Sedated, and no longer working hard to breath, Posey looked comfortably numb and slightly obtunded. His heart rate had settled to 110 beats per minute, and his blood pressure, while still low at 92/45, seemed adequate for just laying around. His urine output was minimal; I gave him some additional Lasix that Dr. Kanada had ordered when I spoke to him earlier. Things looked as settled as they were going to get, so I took a break and went to find Mrs. Posy again.
“It was the soup,” she said, as we returned to the unit from the waiting room, “I met him over a huge barrel of soup.”

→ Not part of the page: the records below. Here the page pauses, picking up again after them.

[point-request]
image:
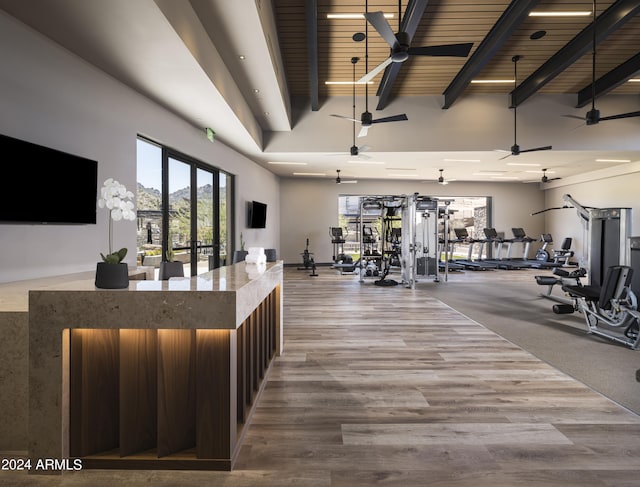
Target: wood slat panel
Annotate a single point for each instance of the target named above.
(138, 391)
(176, 391)
(443, 22)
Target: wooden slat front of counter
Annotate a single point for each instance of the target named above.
(163, 375)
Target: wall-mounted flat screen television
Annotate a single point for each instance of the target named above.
(43, 185)
(257, 215)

She was telling me a story.
She met her husband when she was working as an administrator for a teaching program at the airbase where he was working. Her job was to supervise contract teachers who had been hired by the air force to get “category four” enlistees a little more functional (this was the lowest educational class of recruits —according to her, you had to “just fill in the bubbles on the multiple choice test at random to be considered dumb enough to fit this category.”) Mostly a paperwork job, and it allowed her to use the base facilities (Base exchange, Commissary, movies, gym) and to eat at the mess hall with the regular air force personal.
She met him while standing in line for food. She noticed him, it was hard not too, he was a big guy in a chef’s uniform, supervising—“just standing around and looking at everything all at once,” according to her. She thought she was ignoring him, yet was aware that she still had to look away when she felt his eyes on her. He walked towards here, lifted a lid from a new gigantic container of soup and told asked her if she wanted some. She lifted her eyes in response, and swears that she saw a “twinkle of light” in his eyes that shocked her, and the twinkle made here suddenly pay attention to him.

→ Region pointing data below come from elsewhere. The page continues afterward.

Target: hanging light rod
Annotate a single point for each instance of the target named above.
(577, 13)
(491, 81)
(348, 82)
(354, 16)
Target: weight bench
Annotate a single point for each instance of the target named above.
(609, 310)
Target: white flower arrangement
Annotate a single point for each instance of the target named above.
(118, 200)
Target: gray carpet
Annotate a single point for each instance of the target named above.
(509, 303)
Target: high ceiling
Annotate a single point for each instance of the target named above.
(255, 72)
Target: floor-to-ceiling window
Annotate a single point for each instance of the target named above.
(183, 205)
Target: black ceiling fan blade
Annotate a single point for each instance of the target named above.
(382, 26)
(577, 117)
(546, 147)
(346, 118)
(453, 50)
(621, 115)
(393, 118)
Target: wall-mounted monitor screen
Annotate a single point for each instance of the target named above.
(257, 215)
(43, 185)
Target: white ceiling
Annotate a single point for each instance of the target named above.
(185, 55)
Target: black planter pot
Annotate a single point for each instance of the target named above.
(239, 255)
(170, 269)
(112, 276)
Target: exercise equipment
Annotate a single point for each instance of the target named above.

“You know how sometimes you’re just going through the motions and wandering around on auto pilot,” she said, “and then something pulls you back in an instant, and you wonder where you are and what you are doing there?”
“It was like that.”
She said that it was as if an internal threshold of loneliness had been maxed out by the sudden jerk of him, and she realized in that exact moment that she wasn’t alone anymore.  She compared it to walking down a hill with the sun at her back and only seeing shadows, until she turned around and noticed the brightness of the sun and the sharpness of the colors—it was the moment of the turn for her.

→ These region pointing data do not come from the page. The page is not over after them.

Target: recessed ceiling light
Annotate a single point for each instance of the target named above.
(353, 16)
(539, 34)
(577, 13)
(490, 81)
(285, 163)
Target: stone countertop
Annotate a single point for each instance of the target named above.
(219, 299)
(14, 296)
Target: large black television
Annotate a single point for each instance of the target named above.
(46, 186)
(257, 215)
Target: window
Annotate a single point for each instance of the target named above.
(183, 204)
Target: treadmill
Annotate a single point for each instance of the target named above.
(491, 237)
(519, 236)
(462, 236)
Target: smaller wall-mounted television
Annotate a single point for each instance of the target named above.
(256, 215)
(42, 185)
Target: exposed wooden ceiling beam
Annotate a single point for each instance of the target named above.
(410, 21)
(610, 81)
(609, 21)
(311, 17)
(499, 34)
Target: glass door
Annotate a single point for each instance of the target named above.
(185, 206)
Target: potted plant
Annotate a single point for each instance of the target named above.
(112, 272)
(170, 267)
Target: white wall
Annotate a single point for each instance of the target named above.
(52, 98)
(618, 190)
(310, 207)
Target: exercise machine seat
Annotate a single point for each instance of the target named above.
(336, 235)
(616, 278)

She looked for his nametag and said, eyes now locked on the prize, said, “Thank you, Sergeant Posey, you are too kind.” Those were her first words, and she was proud of their exact placement. As she put it, “I noticed him, took it a step further and noticed his name tag and then that he was the guy for me, I tagged him, and from the moment I first met him, I knew he was mine.”
“He courted me for a month in a really formal way, and then asked me to marry him,” she said, “and I did, but I already knew I would from the first moment we met.”